How to get the No. 1 overall seed

Simply put, the Lions will need to finish with a better record than all three teams, unless they can somehow flip that Eagles tiebreaker. So here’s what needs to happen:

  • Lions beat Vikings
  • 49ers lose to Commanders AND Rams
  • Cowboys lose to Commanders
  • Eagles lose to Cardinals or Giants... probably have to lose both

How to get the No. 2 overall seed

There are a couple of different ways this can happen. The “easiest” is that the NFC East teams lose out:

  • Lions beat Vikings
  • Cowboys lose to Commanders
  • Eagles lose to Cardinals AND Giants

If that’s the case, both the Eagles and Cowboys finish 11-6 to the Lions’ 12-5.
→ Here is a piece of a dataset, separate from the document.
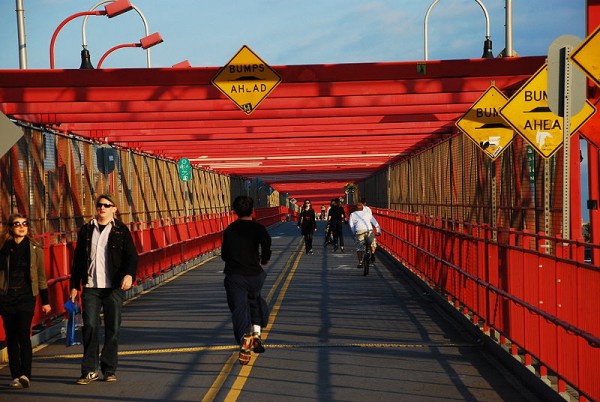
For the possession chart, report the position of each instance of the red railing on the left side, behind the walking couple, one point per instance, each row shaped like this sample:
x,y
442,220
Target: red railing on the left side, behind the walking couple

However, the Lions could also jump into the 2 spot if the 49ers just faceplant to end the season.

  • Lions beat Vikings
  • 49ers lose to Commanders and Rams

In this situation, the 49ers drop to 11-6 and the Lions jump them at 12-5. It doesn’t matter what the Eagles or Cowboys do, as the Lions would be the No. 2 seed at worst.

If the 49ers and Eagles win this Sunday, the only way the Lions can climb out of the three seed is if both the Eagles and Cowboys lose next week and Detroit somehow pulls ahead in the strength of victory tiebreaker over Philly.

In short, you’re a Commanders fan now.